El ama de llaves colocó el quinqué en su soporte y se retiró. Las piñas secas usadas como astillas ardían con clara llama en el hogar. Mariana dijo, sin volverse del todo, tranquila y distante:

—Aún no me has dicho para qué estabas esperándome —Roque se puso en pie, con movimientos lentos, cansados.

—Quería disculparme por mi comportamiento de estos días pasados. No recuerdo con detalle lo que te dije, pero sé que he estado muy brusco y que tú has tenido mucha paciencia conmigo.

Ella hizo un leve movimiento de hombros y siguió mirando a las llamas.

—¿Dónde está Otilia? —preguntó.

—Con mi hermana, en Mondoñedo. Sabe que yo he venido para hablar con Tomás. Por eso no temo que haga ninguna tontería.

—¿La vas a dejar allí toda la semana?

—No. Iré mañana a buscarla. Ya no hay motivo para tenerla alejada. Además, ésta es una temporada de mucho trabajo y no puedo seguir yendo y viniendo.

Las piñas crepitaron en el silencio de la sala. Mariana sentía a su espalda la presencia de Roque y, sin poder evitarlo, volvió la cabeza. Lo vio de pie, muy alto visto desde abajo, recortado sobre la luz blanca del quinqué, con las sombras rojizas de las llamas pasando por su inclinada cara. Vio su mano derecha que ascendía lentamente, oblicuamente, hasta introducirse bajo la solapa izquierda de su chaqueta, y la vio emerger un instante después, para caer, vacía, a lo largo del costado.

Mariana cerró los ojos y volvió la cara vivamente.

—¿Qué te ocurre, María? —preguntó Roque, sorprendido de su gesto.

—No… Nada, nada.

Roque aguardó un instante. Luego, como Mariana no decía nada más, se apartó de ella, cruzó la habitación y salió.

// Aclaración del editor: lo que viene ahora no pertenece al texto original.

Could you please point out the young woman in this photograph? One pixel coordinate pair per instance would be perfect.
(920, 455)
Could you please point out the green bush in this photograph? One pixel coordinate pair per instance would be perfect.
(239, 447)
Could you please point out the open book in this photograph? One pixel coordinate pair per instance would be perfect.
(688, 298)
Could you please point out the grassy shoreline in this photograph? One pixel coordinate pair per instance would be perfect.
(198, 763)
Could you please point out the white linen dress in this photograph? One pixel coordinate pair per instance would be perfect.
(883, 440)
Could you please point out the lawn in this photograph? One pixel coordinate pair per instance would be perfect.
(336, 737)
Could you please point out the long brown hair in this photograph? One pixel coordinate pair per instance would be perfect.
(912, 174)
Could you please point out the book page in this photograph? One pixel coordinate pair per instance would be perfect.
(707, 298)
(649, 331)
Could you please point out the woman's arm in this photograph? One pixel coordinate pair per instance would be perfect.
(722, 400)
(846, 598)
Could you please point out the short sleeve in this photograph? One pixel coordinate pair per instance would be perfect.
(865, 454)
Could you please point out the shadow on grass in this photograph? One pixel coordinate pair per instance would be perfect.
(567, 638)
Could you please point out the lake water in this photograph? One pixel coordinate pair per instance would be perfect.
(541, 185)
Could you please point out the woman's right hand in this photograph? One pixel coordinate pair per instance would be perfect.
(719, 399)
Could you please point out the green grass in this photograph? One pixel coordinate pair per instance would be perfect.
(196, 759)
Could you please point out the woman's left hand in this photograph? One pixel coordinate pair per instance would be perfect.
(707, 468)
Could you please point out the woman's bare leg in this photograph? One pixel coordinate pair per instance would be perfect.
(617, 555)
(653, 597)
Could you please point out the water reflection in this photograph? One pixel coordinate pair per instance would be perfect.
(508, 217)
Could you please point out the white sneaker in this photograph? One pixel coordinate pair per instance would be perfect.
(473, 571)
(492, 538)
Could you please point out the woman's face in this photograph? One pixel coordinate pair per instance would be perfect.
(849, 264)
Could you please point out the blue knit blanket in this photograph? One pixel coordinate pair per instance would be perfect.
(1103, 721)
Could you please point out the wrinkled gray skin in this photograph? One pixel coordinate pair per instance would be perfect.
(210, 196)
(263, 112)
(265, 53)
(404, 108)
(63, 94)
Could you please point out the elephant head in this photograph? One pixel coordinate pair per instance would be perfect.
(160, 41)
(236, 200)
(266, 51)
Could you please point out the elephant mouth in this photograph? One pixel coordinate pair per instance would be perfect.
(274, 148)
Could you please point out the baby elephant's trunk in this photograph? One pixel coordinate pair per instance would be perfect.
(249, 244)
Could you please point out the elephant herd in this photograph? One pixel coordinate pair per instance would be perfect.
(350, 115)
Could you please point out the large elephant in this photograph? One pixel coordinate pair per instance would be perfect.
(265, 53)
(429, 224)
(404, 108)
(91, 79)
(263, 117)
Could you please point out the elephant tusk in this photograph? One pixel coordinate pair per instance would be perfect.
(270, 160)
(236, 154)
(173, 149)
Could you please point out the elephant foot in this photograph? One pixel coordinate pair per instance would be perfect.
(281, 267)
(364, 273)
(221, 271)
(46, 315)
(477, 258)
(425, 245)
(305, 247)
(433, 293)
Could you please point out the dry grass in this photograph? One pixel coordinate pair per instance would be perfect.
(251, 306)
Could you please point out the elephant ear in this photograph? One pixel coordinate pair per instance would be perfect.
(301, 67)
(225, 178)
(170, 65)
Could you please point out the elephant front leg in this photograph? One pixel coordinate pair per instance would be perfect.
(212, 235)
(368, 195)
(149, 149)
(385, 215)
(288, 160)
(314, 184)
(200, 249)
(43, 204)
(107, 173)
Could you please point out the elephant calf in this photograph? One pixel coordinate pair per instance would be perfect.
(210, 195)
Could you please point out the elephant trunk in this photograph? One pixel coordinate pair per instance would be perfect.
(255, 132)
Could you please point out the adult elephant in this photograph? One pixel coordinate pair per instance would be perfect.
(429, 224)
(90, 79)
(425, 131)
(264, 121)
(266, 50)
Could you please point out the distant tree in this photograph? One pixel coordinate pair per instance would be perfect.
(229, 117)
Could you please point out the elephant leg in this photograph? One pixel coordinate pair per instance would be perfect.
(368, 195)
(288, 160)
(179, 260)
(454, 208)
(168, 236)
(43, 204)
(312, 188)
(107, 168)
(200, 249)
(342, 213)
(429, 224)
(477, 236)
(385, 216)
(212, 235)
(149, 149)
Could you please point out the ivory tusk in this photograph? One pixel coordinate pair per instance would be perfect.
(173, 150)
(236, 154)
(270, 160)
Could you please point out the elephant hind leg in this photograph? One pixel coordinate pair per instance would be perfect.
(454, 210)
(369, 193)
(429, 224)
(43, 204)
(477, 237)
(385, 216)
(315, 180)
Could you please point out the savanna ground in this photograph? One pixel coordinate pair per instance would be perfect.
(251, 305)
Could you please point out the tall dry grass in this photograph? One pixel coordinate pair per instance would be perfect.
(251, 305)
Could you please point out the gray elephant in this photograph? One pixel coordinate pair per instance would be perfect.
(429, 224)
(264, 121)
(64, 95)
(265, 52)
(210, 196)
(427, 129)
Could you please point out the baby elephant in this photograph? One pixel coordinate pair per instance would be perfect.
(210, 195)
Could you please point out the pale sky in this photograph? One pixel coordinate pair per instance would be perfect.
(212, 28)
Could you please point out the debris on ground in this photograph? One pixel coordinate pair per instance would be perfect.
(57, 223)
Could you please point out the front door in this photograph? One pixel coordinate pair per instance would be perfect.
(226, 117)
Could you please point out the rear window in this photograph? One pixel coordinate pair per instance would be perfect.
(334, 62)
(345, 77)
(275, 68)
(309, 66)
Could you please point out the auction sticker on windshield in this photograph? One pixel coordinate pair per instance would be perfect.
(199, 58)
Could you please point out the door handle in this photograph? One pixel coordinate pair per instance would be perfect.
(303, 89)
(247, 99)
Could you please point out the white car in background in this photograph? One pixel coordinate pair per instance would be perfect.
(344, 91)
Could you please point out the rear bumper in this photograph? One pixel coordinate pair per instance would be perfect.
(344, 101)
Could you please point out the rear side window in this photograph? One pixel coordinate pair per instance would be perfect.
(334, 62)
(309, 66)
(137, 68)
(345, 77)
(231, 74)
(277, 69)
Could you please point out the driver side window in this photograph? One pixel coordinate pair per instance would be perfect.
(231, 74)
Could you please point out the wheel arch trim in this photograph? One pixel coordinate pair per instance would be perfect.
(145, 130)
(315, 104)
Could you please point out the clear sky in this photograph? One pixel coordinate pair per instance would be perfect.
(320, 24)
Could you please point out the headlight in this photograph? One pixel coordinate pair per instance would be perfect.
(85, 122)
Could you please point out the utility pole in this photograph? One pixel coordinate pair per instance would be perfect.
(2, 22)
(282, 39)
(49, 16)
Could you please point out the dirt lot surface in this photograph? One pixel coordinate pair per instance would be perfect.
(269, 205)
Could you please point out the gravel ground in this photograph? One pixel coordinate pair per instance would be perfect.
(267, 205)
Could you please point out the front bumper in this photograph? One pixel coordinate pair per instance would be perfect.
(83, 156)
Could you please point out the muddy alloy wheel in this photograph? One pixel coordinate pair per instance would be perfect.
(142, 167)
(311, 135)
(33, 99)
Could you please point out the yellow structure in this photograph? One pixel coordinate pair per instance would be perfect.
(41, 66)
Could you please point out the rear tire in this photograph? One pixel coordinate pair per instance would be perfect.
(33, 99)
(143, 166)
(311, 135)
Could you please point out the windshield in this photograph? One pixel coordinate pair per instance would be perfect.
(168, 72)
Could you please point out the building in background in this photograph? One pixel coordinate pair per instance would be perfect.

Mariana oyó sus pasos que se alejaban y relajó su postura, apoyando la espalda en el borde de la chimenea.

Vería a Roque dentro de muy poco, a la hora de la cena; pero no lo deseaba. El nexo misterioso que por un instante los había unido estaba ya roto.

—«Quizá no ha existido nunca más que en mi imaginación».